Clazosentan is a selective endothelin (ET)A receptor antagonist for intravenous use with a 1000 times higher binding affinity for ETA receptor than that for ETB receptor [17]. It is likely that the underlying mechanism of decreased day-to-day urine volume variation is fluid retention, presumably associated with ETA selective receptor antagonism. Unfortunately, there is no supportive pharmacological evidence regarding the adverse reaction of clazosentan to cause fluid retention in clinical trials in a human SAH population. However, other clinical data suggest that ETA selective antagonists, such as ambrisentan and sitaxentan [18,19], pose a greater risk of fluid overload in pulmonary arterial hypertension than dual antagonists [20]. In a rodent pharmacological study, ETB receptor overstimulation triggered by antagonizing ETA receptors was the key mechanism of fluid retention and vascular leakage [21]. These findings may help explain the high fluid retention and edema rates seen with clazosentan, particularly in conditions associated with elevated arginine vasopressin levels, such as congestive heart failure, older age, or renal dysfunction, which are frequently observed in patients with SAH, leading to reduced water excretion and increased vascular leakage.

What is the predictor of clazosentan therapy discontinuation? Among our older patients, urine output, including daily urine volume and day-to-day variance, and weight gain were significantly different between patients who completed and those who discontinued clazosentan therapy. Furthermore, logistic regression analysis in the total cohort demonstrated that day-to-day urine output variance could be the most plausible predictor, with a cut-off value of -0.7 mL/kg/h demonstrating a high sensitivity and specificity (Figure 1). Thus, acutely reduced urine output could be an initial warning sign of fluid redistribution and related hypoxemia.

According to available data, clazosentan is well tolerated by patients with SAH up to the expected therapeutic dose of 15 mg/h [5]. However, extracranial complications have also been reported, such as pulmonary disorders, anemia, and hypotension, but no practical solutions have been recommended beyond therapy interruption.
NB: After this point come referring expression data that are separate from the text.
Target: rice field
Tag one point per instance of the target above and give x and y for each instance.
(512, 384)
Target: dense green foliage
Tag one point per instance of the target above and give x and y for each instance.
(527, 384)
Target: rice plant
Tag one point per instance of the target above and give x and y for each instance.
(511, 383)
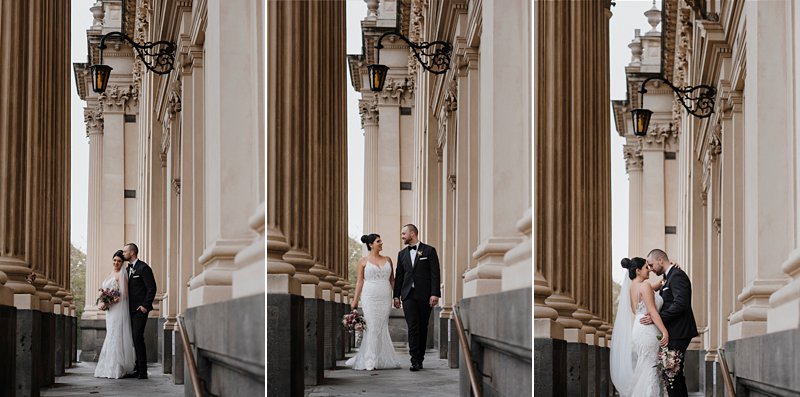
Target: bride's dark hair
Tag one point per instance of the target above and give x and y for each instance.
(368, 239)
(118, 254)
(632, 265)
Our results suggest that all potential risks must be managed by balancing potentially conflicting goals following SAH. Although clazosentan-related volumetric changes seem to be transient and reversible, therapeutic strategies should not be affected by other systemic causes hindering adequate volume retention and/or oxygenation, such as congestive heart failure and pneumonia. Recent studies have reported the importance of goal-directed therapy guided by extended hemodynamic monitoring in patients with post-SAH extracranial complications (eg, takotsubo cardiomyopathy and neurogenic pulmonary edema) [15,22–25]. In such situations, the benefit of cardiac and volumetric parameters for distinguishing between hypovolemia and fluid retention, and for guiding appropriate urine volume status, would be expected.

This study has some limitations. The study design was retrospective with a small sample size (n=40) from a single center; therefore, the therapeutic decision-making associated with clazosentan discontinuation should be examined in a larger population. Because of the single-arm design, no comparison with institutional standard protocol or placebo groups was demonstrated, which may be different from a previous study [14]. Nevertheless, given the higher rate of therapy discontinuation among older patients, our findings suggest that older patients are more vulnerable than younger adults to clazosentan, irrespective of its beneficial vasodilatory effects on cerebral vessels supported by recent clinical trials.

Conclusions

Our data obtained from 40 consecutive SAH patients suggest that intolerable respiratory events attributable to hypoxemia may be a warning sign of discontinuation of clazosentan therapy. We found that both reduced day-to-day urine volume variation and older age are independent risk factors for drug discontinuation.